[swift-dev] Dictionary Collision Resolution Guarantees

Thu Oct 13 13:47:07 CDT 2016

I’m currently cleaning up the docs on Dictionary to reflect the new indexing model, and I stumbled across the note that the following code should work assuming no reallocations occur:

//
//   var (i, found) = d.find(k) // i is associated with d's buffer
//   if found {
//      var e = d            // now d is sharing its data with e
//      e[newKey] = newValue // e now has a unique copy of the data
//      return e[i]          // use i to access e
//   }
//

This is effectively assuming that the open-addressing scheme being used is first-come-first-serve (FCFS). That is, any element being inserted can *only* be inserted into vacant buckets, rather than displacing existing elements. This is currently only internal docs, but do we actually want to guarantee this?

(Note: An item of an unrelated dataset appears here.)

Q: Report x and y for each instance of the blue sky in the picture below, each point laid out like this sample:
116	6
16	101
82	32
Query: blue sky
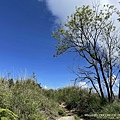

The popular alternative of robin hood (RH) doesn’t follow this.

Some background: One interesting optimization avenue worth exploring is to tweak Dictionary to store hashes, rather than bits, to identify occupied slots (with some careful masking so that 0 still means “unoccupied”). Then searching for elements can be implemented as follows:

let hash = hashFromKey(key)
var i = indexFromHash(hash)
while true {
  if hashes[i] == 0 {
    // vacant, not contained
  } else if hashes[i] == hash {
    // maybe already exists?
    if keys[i] == key {
      // actually exists
    }
  }
  i = nextIndex(i)
}

The interesting property of this is that it almost all of the search time is spent linearly walking through an array and doing simple comparisons on integers, which is of course really easy to optimize (potentially even SIMD). 99.9999% of the time, if the element isn’t stored in the Dictionary, then you’ll just hit a 0 hash, and never look at the keys. Similarly, 99.9999% of the time, if the element *is* stored in the Dictionary, you’ll only do a single key comparison (on the actually equal element). So this is also really great for cache — pretty much all of your access are just linear scans of the hashes. 

The main downside is you’re now “wasting” more memory to store hashes, but you can potentially compensate for this by truncating the hashes to 8/16 bits for small Dictionaries (which will be better for SIMD anyway).

So what does this have to do with the RH scheme? Compared to FCFS, RH generally leads to lower variance on search distances, and provides a mechanism to short-circuit long runs if you have the hashes handy. If you find hashes which want to live later in the array than where you started, then the current element definitely isn’t contained. This means you can increase the load factor on your dictionary and further improve cache/memory usage (compensating for the memory-usage loss from storing hashes). However it will be prohibitively expensive if you require hashes to be recomputed on-the-fly.